Concept behind gates

gkouro · August 19, 2022, 11:39am

I am trying to get my head around the GRU and LSTM concepts.
I understand that using weights that are trainable to get Gamma one can control the memory from one time-step to another. In the cat example the memory of the number of the cats is expected to be captured.
What if there are other things that need to be memorized?
Would these be captured in the gates of other neurons in the layer?
Can one unit capture one thing only?

Elemento · August 19, 2022, 4:23pm

Hey @gkouro,
Let’s consider the example of GRU here, and then you can extend the below description to LSTM pretty easily.

Also, I am assuming that you are well aware of the fact that the memory cell holds a vector quantity, for instance, 32, 64, 128, units etc, and not just a single unit.
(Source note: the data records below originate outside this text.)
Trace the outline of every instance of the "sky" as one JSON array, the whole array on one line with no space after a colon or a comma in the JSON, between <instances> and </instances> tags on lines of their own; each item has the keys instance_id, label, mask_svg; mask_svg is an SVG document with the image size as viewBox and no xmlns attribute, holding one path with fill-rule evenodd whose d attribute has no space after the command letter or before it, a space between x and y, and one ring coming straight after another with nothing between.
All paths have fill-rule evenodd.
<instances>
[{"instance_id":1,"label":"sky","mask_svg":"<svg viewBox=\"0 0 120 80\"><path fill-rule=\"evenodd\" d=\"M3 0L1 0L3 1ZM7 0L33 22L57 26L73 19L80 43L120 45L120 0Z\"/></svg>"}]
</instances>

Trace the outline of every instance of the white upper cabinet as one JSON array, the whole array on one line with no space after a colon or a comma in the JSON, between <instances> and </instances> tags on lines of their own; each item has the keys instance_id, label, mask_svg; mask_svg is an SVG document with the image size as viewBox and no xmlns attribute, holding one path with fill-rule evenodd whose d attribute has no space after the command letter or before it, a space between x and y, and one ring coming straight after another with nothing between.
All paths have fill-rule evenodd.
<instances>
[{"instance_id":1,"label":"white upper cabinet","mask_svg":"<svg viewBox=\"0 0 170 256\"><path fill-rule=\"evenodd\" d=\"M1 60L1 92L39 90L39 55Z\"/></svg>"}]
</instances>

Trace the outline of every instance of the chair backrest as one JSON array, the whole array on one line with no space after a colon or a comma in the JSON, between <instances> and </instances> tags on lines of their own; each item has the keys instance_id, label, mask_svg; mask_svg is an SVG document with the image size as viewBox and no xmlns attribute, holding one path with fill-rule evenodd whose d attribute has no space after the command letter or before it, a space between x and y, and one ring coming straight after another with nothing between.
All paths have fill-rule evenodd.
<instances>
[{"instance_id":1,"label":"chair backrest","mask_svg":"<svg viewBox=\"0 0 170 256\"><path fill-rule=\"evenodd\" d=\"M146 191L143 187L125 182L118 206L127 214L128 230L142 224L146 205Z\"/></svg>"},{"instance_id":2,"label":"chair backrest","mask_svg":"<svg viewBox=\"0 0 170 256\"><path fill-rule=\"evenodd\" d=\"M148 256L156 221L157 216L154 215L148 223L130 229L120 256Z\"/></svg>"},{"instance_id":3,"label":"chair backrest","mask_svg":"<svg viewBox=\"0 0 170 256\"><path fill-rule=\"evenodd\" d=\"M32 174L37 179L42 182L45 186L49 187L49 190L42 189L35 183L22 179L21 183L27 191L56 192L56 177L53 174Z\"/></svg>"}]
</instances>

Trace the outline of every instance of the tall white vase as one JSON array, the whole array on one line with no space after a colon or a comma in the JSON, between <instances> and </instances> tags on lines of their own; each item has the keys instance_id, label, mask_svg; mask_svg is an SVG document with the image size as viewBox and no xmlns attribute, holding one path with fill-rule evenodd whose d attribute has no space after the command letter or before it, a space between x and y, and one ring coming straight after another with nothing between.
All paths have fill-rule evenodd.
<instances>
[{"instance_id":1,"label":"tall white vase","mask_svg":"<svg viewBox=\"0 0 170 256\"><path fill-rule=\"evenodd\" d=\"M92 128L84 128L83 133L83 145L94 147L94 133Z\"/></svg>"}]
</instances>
In other words, if the memory cell has say 64-dimensions, then it can store 64 different values, and assuming that each unit can memorize one human interpretable feature, the memory cell will be able to memorize 64 different features simultaneously.
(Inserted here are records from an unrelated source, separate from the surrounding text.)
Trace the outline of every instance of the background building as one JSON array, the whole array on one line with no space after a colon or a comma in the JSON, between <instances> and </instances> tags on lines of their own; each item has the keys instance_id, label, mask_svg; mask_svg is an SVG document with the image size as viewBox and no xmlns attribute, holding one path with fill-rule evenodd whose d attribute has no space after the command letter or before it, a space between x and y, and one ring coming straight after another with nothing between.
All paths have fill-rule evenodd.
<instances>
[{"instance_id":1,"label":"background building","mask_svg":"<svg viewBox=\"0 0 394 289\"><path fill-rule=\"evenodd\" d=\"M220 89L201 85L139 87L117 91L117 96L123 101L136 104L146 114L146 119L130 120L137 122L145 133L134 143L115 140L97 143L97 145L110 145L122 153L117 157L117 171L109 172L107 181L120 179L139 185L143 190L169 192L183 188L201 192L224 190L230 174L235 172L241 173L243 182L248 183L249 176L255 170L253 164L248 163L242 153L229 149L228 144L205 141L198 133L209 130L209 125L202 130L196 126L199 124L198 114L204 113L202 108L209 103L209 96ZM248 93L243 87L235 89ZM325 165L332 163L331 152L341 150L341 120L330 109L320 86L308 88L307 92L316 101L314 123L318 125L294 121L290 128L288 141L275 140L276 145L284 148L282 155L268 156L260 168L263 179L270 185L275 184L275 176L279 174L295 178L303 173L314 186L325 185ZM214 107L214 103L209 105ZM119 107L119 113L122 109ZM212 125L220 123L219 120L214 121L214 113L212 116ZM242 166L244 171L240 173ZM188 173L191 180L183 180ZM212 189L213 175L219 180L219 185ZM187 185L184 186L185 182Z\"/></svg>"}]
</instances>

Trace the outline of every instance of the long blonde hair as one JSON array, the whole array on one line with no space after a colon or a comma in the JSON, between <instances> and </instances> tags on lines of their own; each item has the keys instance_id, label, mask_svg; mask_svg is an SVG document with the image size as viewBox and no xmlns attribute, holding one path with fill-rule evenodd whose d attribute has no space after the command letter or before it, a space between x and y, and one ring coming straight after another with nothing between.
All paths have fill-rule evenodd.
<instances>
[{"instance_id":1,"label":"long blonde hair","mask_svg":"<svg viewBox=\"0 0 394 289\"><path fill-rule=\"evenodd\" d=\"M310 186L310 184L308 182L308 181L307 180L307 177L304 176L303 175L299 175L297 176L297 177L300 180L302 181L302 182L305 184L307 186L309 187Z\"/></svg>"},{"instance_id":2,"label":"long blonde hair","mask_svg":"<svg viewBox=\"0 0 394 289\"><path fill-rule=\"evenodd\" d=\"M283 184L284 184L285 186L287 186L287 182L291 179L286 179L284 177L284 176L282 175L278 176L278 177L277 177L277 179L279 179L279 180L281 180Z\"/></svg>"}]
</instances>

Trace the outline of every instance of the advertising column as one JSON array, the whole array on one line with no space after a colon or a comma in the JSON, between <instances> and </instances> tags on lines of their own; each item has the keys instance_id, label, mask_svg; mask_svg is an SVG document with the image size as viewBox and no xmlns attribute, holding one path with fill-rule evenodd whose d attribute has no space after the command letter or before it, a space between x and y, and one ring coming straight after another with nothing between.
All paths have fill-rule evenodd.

Moreover, even a single unit in the memory cell doesn’t memorize only a single feature essentially. For instance, it could club 2-3 different features (which are interpretable by humans individually) into a single feature, and then a single unit can learn that clubbed feature instead.
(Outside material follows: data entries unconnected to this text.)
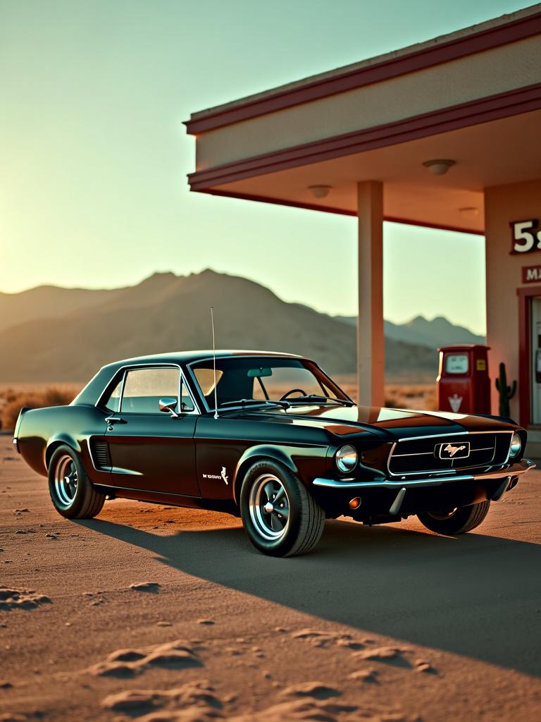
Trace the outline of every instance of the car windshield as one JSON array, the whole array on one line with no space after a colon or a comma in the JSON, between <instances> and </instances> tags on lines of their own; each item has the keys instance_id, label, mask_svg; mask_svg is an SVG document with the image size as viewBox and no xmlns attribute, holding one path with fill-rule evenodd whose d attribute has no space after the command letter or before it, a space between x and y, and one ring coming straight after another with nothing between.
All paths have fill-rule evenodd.
<instances>
[{"instance_id":1,"label":"car windshield","mask_svg":"<svg viewBox=\"0 0 541 722\"><path fill-rule=\"evenodd\" d=\"M348 404L349 399L318 367L305 359L229 356L217 358L216 395L219 409L286 399L301 403ZM191 370L209 409L214 409L212 360L198 361Z\"/></svg>"}]
</instances>

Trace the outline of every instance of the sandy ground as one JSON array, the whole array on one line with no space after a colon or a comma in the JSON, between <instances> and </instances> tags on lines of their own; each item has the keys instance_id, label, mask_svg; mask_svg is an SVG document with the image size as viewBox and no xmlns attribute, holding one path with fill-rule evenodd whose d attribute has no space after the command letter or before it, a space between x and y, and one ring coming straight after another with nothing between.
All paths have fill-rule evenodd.
<instances>
[{"instance_id":1,"label":"sandy ground","mask_svg":"<svg viewBox=\"0 0 541 722\"><path fill-rule=\"evenodd\" d=\"M336 521L276 560L216 513L66 521L0 436L0 720L540 720L540 489L459 538Z\"/></svg>"}]
</instances>

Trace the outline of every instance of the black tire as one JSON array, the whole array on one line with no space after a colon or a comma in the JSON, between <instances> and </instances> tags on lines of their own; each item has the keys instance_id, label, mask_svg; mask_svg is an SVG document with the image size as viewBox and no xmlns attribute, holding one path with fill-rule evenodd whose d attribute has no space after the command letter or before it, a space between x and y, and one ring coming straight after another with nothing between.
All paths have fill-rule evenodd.
<instances>
[{"instance_id":1,"label":"black tire","mask_svg":"<svg viewBox=\"0 0 541 722\"><path fill-rule=\"evenodd\" d=\"M490 508L489 501L482 501L471 506L460 506L447 516L444 512L434 511L418 514L417 518L427 529L439 534L463 534L478 526Z\"/></svg>"},{"instance_id":2,"label":"black tire","mask_svg":"<svg viewBox=\"0 0 541 722\"><path fill-rule=\"evenodd\" d=\"M54 451L48 478L53 505L66 519L92 519L102 510L105 495L92 486L81 460L69 446L59 446Z\"/></svg>"},{"instance_id":3,"label":"black tire","mask_svg":"<svg viewBox=\"0 0 541 722\"><path fill-rule=\"evenodd\" d=\"M274 498L271 489L276 492ZM250 466L242 480L239 501L246 533L263 554L306 554L321 538L325 512L295 474L281 464L268 460ZM265 511L273 502L278 505L276 509Z\"/></svg>"}]
</instances>

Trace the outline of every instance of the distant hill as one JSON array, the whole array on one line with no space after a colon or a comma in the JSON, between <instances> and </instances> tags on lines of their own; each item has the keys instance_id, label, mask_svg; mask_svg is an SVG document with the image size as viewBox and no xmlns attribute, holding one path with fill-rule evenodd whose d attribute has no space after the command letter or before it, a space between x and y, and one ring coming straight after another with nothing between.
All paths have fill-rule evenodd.
<instances>
[{"instance_id":1,"label":"distant hill","mask_svg":"<svg viewBox=\"0 0 541 722\"><path fill-rule=\"evenodd\" d=\"M219 347L299 353L331 373L355 371L351 323L286 303L252 281L206 270L154 274L111 291L40 287L2 294L0 381L81 382L118 359L208 348L211 305ZM385 350L387 374L435 377L434 349L387 338Z\"/></svg>"},{"instance_id":2,"label":"distant hill","mask_svg":"<svg viewBox=\"0 0 541 722\"><path fill-rule=\"evenodd\" d=\"M356 316L335 316L335 318L346 323L355 326ZM437 349L440 346L450 344L484 344L484 336L476 336L468 329L462 326L454 326L444 316L436 316L428 321L424 316L418 316L407 323L393 323L390 321L384 322L385 336L393 341L403 341L407 344L426 346L429 349Z\"/></svg>"}]
</instances>

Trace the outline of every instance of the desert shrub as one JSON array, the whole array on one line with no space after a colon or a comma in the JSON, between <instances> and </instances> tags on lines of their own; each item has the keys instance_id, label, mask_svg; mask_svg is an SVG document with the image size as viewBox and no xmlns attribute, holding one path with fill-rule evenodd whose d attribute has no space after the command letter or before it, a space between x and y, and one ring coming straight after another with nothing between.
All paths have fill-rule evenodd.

Let me know if this helps.

Cheers,
Elemento

gkouro · August 22, 2022, 8:54am

Thanks. For clarification, when you say memory cell you mean a layer and the length of that vector is actually the number of units. Correct?

Elemento · August 22, 2022, 10:55am

Hey @gkouro,
We refer to RNN/GRU/LSTM as a layer, so I don’t know whether it would be correct to refer to something inside that (in our case, memory cell) as a layer too. Nonetheless, here you can find the tensorflow documentation for a LSTM layer. In this, units determine the dimensions of the memory cell as well as dimensions of the output. A simple piece of code can help you validate that.

import numpy as np
import tensorflow as tf
import tensorflow.keras.layers as tfl

lstm = tfl.LSTM(units = 45)
inputs = tf.random.normal([32, 10, 90])
a0 = tf.keras.Input(shape=(45,)) 
c0 = tf.keras.Input(shape=(45,)) 
output = lstm(inputs, [a0, c0])
print(output.shape)

For this code, try to change the shape of a0 and/or c0 to anything but 45, which is the value of units, and this will give an error. I hope this helps.

Cheers,
Elemento

gkouro · August 23, 2022, 11:06am

Right. So the LSTM or GRU layers don’t have units same as a simple RNN layer does. The units are actually dimensions for a rather single memory cell

Elemento · August 23, 2022, 11:18am

Hey @gkouro,

This statement would be incorrect. If we check out the docs of a Simple RNN layer, you will find that it also has an argument units, that denote the dimensionality of the output space, just like it denotes for the GRU and LSTM layers as well. The only difference is that in the case of GRU and LSTM layers, units also denote the dimensionality of the memory cell.

Cheers,
Elemento

gkouro · August 23, 2022, 1:11pm

a Dense layer also has an argument “units”. Would that be different to an RNN layer?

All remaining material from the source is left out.